= Flute Concerto (Simpson) =

1989 Concerto by Robert Simpson

The Flute Concerto by Robert Simpson was composed in 1989 and dedicated to Susan Milan, the flautist who commissioned the work and gave its premiere in May 1992 at the Malvern Festival with the City of London Sinfonia conducted by Richard Hickox.

==Form==
The work is in one movement with a running time of approximately twenty-five minutes. The orchestra used by Simpson is a small one, with seven woodwind players, two horns, timpani and strings. The work can broadly be divided into three distinct parts:

===Allegretto===
In a 6/8 meter, the work begins with a phrase from muted first violins that forms the basis of the entire work.

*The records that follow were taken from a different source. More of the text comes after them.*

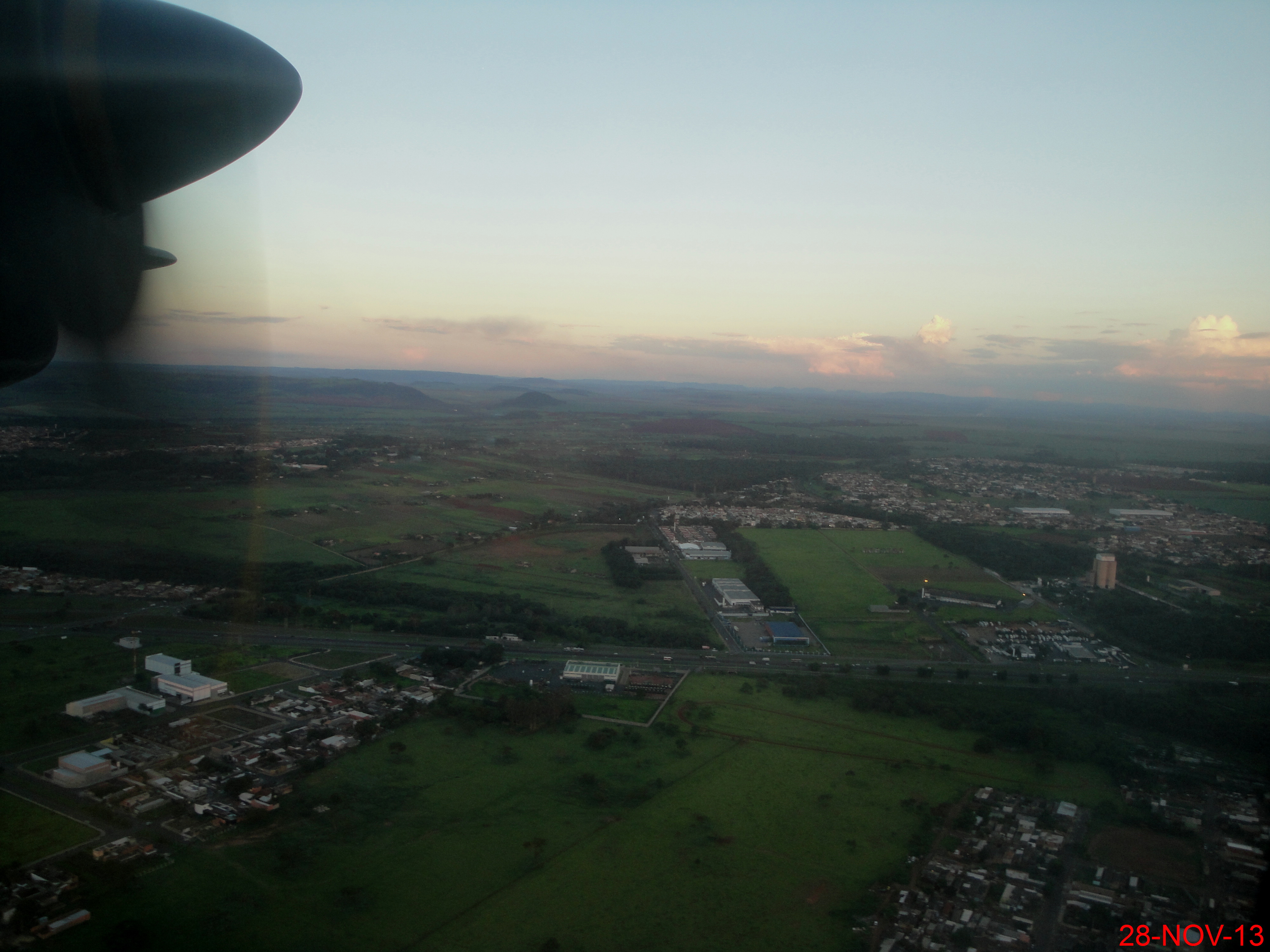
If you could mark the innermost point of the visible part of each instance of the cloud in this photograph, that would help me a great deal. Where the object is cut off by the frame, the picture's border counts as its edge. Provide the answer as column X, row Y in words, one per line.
column 850, row 355
column 487, row 328
column 938, row 331
column 224, row 318
column 1212, row 350
column 1009, row 341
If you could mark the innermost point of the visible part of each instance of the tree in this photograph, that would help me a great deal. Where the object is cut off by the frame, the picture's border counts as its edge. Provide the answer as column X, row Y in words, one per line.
column 538, row 845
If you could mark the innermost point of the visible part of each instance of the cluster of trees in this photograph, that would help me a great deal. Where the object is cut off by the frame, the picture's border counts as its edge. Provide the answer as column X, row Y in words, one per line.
column 758, row 574
column 1010, row 555
column 627, row 574
column 530, row 710
column 1207, row 630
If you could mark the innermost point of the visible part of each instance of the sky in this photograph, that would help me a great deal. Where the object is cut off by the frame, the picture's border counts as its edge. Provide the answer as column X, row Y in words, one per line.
column 1056, row 201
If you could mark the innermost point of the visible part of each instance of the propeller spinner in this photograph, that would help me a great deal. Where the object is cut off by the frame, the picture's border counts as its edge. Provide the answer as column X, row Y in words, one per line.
column 109, row 105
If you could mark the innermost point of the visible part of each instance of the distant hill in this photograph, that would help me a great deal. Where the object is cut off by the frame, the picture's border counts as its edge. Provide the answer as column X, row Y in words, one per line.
column 694, row 427
column 533, row 400
column 352, row 393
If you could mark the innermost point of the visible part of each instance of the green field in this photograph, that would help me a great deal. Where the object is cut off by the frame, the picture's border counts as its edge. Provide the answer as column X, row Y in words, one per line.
column 336, row 659
column 624, row 709
column 29, row 832
column 567, row 573
column 1247, row 501
column 731, row 846
column 829, row 585
column 919, row 564
column 834, row 579
column 601, row 705
column 251, row 681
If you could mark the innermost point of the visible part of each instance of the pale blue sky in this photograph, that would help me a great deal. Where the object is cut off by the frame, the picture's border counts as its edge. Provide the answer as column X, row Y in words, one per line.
column 463, row 180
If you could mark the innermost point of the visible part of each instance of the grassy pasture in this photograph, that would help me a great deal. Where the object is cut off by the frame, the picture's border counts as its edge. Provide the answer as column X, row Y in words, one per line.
column 336, row 659
column 918, row 564
column 829, row 586
column 732, row 846
column 834, row 582
column 29, row 832
column 360, row 510
column 567, row 573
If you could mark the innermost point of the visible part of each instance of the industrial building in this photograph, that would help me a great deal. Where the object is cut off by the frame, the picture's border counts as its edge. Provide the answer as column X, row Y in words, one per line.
column 191, row 687
column 1189, row 588
column 1104, row 571
column 787, row 634
column 733, row 593
column 83, row 770
column 704, row 550
column 117, row 700
column 177, row 677
column 594, row 671
column 167, row 664
column 646, row 555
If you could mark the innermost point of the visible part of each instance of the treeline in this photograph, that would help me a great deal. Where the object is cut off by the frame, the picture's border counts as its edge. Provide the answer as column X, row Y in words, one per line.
column 1009, row 555
column 830, row 447
column 629, row 576
column 1241, row 473
column 1205, row 631
column 463, row 616
column 714, row 475
column 758, row 574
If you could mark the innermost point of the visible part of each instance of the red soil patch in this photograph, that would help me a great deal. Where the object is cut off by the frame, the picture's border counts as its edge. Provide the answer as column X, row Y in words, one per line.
column 1161, row 483
column 1158, row 855
column 693, row 427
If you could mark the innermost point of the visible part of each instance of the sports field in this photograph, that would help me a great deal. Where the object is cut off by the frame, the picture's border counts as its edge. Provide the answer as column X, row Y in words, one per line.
column 778, row 814
column 29, row 832
column 836, row 574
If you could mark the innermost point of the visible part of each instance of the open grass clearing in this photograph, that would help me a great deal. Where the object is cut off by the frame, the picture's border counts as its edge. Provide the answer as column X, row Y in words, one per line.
column 565, row 571
column 335, row 659
column 826, row 583
column 29, row 832
column 730, row 847
column 1177, row 860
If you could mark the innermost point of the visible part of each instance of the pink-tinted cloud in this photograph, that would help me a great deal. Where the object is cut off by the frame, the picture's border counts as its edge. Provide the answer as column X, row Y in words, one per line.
column 1212, row 350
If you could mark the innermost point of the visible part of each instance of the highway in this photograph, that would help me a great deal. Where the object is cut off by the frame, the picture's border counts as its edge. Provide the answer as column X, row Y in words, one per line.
column 862, row 667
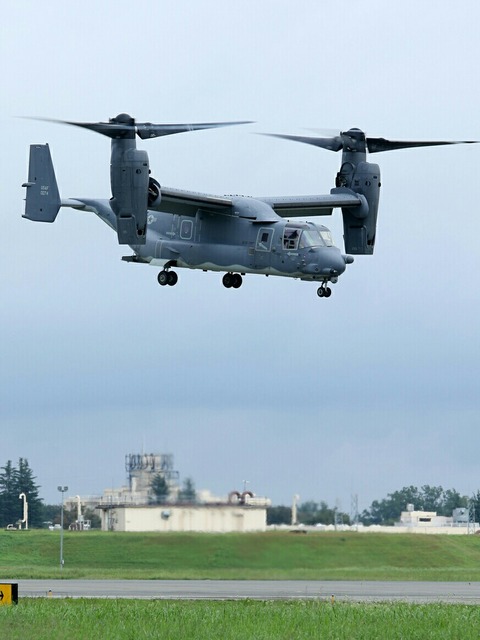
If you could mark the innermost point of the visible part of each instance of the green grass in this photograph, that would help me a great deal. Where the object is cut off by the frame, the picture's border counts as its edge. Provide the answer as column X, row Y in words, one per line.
column 45, row 619
column 272, row 556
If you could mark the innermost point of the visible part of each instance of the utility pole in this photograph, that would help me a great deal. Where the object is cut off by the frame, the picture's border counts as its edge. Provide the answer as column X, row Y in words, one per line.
column 25, row 509
column 62, row 489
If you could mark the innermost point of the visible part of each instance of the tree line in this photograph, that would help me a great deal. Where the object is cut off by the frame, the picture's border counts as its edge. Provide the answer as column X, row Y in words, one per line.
column 383, row 512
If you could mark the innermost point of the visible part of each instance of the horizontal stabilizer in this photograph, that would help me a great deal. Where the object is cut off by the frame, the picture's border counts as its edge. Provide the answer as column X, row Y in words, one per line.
column 43, row 200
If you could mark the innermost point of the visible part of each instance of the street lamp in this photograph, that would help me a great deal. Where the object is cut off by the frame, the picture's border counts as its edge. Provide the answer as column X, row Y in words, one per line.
column 62, row 490
column 23, row 497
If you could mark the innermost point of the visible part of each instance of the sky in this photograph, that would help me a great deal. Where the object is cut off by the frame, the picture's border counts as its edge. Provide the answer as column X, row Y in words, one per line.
column 360, row 394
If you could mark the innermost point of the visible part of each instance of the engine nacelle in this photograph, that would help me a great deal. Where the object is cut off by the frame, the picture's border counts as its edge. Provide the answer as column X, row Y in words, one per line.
column 360, row 222
column 129, row 175
column 154, row 193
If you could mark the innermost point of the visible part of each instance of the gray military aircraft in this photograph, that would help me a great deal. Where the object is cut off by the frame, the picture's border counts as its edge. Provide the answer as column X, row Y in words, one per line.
column 173, row 228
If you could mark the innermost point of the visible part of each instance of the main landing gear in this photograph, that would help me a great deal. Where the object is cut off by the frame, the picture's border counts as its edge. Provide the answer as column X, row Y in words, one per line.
column 232, row 280
column 324, row 291
column 167, row 277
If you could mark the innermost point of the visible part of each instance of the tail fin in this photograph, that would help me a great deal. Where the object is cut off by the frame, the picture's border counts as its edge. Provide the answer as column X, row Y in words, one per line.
column 43, row 199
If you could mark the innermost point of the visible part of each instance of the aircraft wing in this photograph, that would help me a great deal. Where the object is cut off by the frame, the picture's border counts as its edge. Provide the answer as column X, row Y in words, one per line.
column 298, row 206
column 187, row 203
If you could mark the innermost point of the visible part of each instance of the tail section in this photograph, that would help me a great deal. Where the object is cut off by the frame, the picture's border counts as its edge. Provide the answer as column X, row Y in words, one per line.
column 43, row 199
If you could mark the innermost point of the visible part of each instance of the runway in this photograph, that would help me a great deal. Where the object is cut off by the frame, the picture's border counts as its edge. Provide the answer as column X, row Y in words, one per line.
column 355, row 591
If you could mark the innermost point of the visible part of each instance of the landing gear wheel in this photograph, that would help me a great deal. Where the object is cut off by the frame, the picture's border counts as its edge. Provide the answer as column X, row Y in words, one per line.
column 324, row 292
column 172, row 278
column 237, row 281
column 227, row 280
column 163, row 278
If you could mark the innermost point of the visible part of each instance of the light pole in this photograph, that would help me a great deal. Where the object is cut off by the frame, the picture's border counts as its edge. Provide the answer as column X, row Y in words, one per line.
column 62, row 490
column 23, row 497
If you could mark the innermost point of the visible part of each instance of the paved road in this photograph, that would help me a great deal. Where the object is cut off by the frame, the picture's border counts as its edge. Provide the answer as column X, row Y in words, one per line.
column 464, row 592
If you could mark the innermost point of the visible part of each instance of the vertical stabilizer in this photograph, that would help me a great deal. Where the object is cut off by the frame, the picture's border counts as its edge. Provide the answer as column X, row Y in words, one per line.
column 43, row 200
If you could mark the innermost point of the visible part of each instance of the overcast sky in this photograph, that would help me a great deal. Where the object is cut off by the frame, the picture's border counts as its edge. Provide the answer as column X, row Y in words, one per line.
column 366, row 392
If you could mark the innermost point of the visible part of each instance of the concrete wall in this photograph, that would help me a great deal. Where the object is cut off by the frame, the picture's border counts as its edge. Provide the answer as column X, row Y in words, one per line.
column 215, row 519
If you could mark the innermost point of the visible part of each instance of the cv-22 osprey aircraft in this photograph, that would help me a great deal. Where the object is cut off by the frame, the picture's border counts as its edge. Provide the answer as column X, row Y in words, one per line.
column 236, row 235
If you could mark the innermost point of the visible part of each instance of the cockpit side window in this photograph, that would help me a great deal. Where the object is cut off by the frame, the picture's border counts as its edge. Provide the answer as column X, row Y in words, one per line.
column 291, row 237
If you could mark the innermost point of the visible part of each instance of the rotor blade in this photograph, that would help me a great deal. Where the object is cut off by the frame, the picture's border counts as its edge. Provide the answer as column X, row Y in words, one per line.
column 375, row 145
column 110, row 129
column 332, row 144
column 148, row 130
column 125, row 126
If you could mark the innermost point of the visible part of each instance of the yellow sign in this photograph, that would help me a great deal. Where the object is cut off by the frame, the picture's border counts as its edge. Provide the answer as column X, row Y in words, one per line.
column 8, row 593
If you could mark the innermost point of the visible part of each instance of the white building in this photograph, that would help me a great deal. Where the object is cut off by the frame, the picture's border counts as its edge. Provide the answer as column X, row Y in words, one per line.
column 219, row 518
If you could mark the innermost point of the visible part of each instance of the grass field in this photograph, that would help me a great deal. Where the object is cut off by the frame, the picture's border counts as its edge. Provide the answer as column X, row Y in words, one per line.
column 117, row 619
column 272, row 556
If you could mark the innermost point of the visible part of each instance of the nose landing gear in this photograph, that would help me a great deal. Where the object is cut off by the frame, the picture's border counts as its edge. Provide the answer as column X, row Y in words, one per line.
column 232, row 280
column 167, row 277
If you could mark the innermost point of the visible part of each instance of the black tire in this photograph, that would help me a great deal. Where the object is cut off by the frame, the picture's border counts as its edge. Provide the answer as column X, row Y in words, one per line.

The shape given out by the sequence of intervals present in A - B - C♯ - D♯ - D - D♯ - B - C - D is developed throughout the entire one movement structure. The flute enters several bars later with a variation on this phrase with light accompaniment from the orchestra, often consisting of just a single line with the dynamic level remaining at pianissimo for a considerable period of time. After several minutes a climax is reached, leading into a brief secondary part of the Allegretto where the tempo remains the same but the meter is changed to common time. Gradually the music becomes more agitated before breaking away into the following section, Allegro non troppo.

===Allegro non troppo===
A one-in-a-bar scherzo, it begins softly with strings before the flute enters, accompanied by chamber-like subdued textures from the orchestra. The soloist has dialogue with both the woodwinds and the timpani during this section, giving the impression of dry wit. This section too climaxes near its end, before ending softly and mysteriously, leading into the final Adagio.

===Adagio===
The strings introduce the Adagio, its mood contemplative and introspective (reminiscent of some of the slow string writing in Simpson's Ninth Symphony and later string quartets). The flute and woodwinds take over this theme in turn. After a passage accompanied by divided cellos, the work reaches its final, extended climax as the flautist is instructed to sit with the string soloists for the very final part of the piece where the conductor is required to sit out. The last five minutes are essentially chamber music - the flute and string soloists forming a quintet, closing peacefully.